25 November, 2025
January 8, 2021, Brazil. In this photo illustration the RealPage logo seen displayed on a smartphone.

January 8, 2021, Brazil. In this photo illustration the RealPage logo seen displayed on a smartphone

UPDATE: The Department of Justice (DOJ) has just announced a significant settlement with real estate tech firm RealPage, accused of enabling landlords to illegally collude on rent prices. The settlement, revealed in a North Carolina federal court today, aims to combat the rising costs of housing impacting millions of American renters.

Under this agreement, RealPage must cease the use of “nonpublic, competitively sensitive information” from landlords to set rental prices. RealPage’s software will now only utilize data that is at least 12 months old, effectively halting the practice of using active lease data to train its algorithms. This move is expected to restore competitive market conditions and provide relief to cash-strapped renters struggling with soaring rents.

DOJ Antitrust Chief Gail Slater emphasized the importance of the settlement, stating, “Competing companies must make independent pricing decisions.” The DOJ’s decision to settle avoids a lengthy trial while ensuring that algorithmic collusion is addressed.

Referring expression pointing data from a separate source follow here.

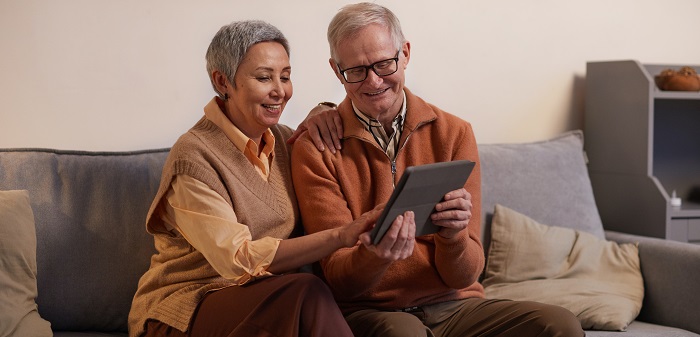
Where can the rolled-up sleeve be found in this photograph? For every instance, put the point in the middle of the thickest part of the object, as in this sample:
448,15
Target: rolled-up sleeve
210,225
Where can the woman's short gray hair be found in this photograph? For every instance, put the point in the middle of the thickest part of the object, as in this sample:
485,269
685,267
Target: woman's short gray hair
352,18
231,43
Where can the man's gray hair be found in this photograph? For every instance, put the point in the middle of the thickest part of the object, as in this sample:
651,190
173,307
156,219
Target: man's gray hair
352,18
230,45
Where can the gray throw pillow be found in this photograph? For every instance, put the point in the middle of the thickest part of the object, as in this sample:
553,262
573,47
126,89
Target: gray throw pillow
547,180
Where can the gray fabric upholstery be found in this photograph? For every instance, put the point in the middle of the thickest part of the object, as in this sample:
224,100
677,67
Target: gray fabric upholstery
90,210
642,329
671,272
547,181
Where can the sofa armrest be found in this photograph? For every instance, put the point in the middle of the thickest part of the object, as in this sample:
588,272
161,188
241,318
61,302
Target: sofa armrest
671,272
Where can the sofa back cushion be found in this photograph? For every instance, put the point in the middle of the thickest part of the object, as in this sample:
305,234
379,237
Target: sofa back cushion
92,246
546,180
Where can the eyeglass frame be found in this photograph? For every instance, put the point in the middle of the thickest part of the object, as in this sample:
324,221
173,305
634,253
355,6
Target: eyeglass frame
371,66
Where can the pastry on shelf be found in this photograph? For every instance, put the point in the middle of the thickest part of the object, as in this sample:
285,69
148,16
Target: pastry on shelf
685,79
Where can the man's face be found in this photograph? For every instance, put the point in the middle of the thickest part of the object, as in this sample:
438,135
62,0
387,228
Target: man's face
380,97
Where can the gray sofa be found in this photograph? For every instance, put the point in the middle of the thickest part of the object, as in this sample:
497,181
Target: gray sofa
89,210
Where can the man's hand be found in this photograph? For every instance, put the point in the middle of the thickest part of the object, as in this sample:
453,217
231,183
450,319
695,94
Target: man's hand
453,213
324,126
399,240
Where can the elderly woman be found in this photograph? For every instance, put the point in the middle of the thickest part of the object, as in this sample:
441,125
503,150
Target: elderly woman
225,219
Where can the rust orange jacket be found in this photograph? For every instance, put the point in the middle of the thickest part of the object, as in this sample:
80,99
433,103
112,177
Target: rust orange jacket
333,189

The lawsuit, originally filed under former US Attorney General Merrick Garland, alleged that RealPage’s technology allowed landlords to prioritize profits over competition, which has exacerbated the housing crisis. It was claimed that landlords were using algorithms to set rents based on confidential data submitted by their competitors, rather than competing for tenants.

RealPage, based in Richardson, Texas, is now required to implement several changes to its practices. This includes not allowing its models to assess geographic market effects below the state level and redesigning features that could limit rent decreases or encourage price alignment among landlords. Additionally, RealPage must stop soliciting sensitive market information through surveys and discussing nonpublic data in revenue management meetings. A court-appointed monitor will oversee compliance with the settlement terms.

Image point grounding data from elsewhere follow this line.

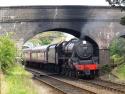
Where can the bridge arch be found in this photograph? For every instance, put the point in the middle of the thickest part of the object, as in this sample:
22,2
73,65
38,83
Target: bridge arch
65,30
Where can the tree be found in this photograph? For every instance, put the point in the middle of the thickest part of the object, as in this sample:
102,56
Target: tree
7,52
117,50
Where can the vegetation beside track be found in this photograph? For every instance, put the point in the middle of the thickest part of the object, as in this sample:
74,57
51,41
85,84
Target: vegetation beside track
117,53
14,79
120,71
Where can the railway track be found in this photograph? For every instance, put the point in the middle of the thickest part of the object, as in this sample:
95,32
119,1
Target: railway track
120,88
59,85
113,88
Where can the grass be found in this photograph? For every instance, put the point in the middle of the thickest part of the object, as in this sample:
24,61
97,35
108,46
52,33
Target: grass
18,81
120,71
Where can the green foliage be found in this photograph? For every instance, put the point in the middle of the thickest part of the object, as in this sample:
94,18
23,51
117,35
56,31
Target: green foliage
19,81
122,21
120,71
106,69
117,51
7,52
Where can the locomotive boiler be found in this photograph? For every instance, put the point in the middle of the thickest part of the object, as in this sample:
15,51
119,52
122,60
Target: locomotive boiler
72,58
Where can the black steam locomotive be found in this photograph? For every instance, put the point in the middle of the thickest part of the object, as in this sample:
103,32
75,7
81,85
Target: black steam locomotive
72,58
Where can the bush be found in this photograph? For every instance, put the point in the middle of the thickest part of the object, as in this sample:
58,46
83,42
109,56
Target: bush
7,52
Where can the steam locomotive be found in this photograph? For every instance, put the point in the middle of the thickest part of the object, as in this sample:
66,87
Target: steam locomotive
72,58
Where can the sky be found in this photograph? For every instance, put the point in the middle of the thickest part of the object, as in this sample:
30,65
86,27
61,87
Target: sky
52,2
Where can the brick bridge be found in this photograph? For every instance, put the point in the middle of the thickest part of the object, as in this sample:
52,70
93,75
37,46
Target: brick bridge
99,24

The DOJ’s legal action also involved eight states—California, Colorado, Connecticut, Minnesota, North Carolina, Oregon, Tennessee, and Washington—joining as plaintiffs. The suit was expanded in January 2023 to include major landlords such as Greystar Real Estate Partners and Blackstone’s LivCor as co-defendants. While the DOJ has reached settlements with some defendants, legal proceedings against others are still ongoing.

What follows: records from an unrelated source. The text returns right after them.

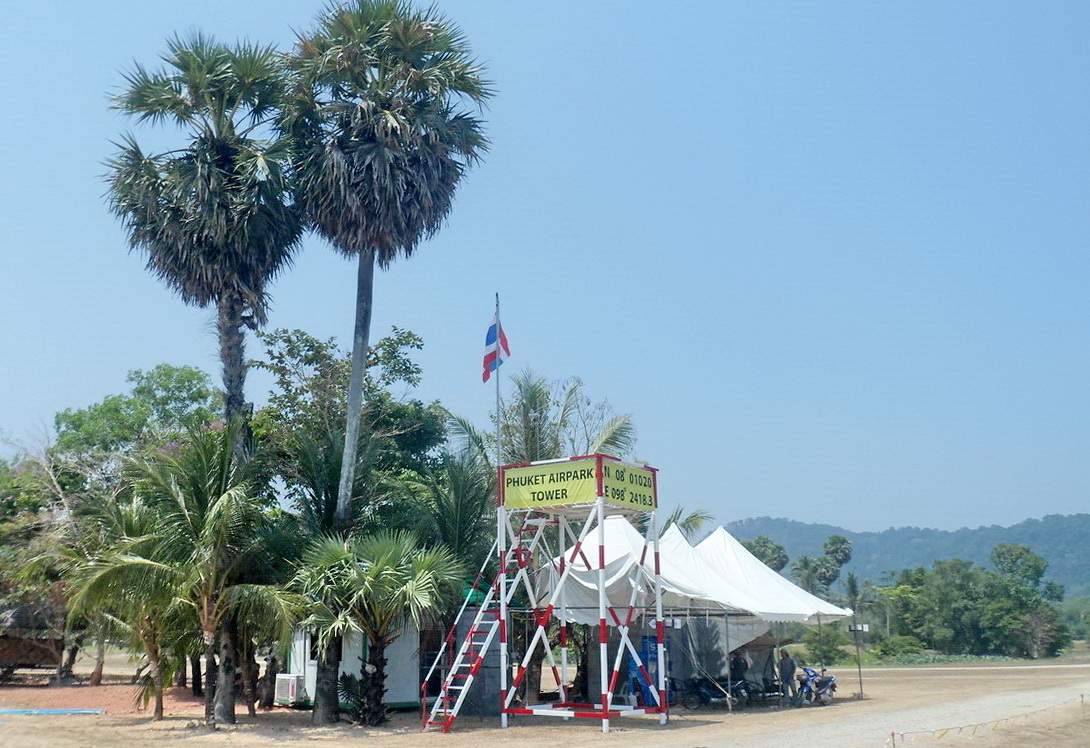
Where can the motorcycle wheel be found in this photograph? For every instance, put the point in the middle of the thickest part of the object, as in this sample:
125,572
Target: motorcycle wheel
692,701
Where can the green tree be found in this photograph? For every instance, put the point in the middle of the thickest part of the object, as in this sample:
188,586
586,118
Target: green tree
824,643
689,523
214,216
806,570
383,143
374,586
838,549
771,553
160,406
548,420
304,425
213,539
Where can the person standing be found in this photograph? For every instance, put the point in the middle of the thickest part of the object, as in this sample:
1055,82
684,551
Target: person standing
787,667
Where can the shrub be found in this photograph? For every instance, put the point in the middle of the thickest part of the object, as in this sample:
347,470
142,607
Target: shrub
894,647
824,642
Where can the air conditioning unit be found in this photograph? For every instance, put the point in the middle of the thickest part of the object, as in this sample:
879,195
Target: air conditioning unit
289,690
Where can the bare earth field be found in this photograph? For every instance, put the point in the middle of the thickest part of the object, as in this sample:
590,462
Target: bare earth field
984,706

This case marks a critical moment in the fight against algorithmic collusion, an emerging challenge as industries increasingly rely on technology for business operations. The DOJ’s efforts reflect a growing concern about the impact of such practices on competition and consumer prices.

As the settlement awaits court approval, it presents a pivotal opportunity for the housing market to regain its competitive edge. The DOJ will continue to monitor and enforce compliance, ensuring that the settlement leads to meaningful changes that benefit renters across the United States.

RealPage has not yet commented on the settlement. The public, especially renters, eagerly anticipates the implementation of these changes, hoping for a more equitable rental landscape.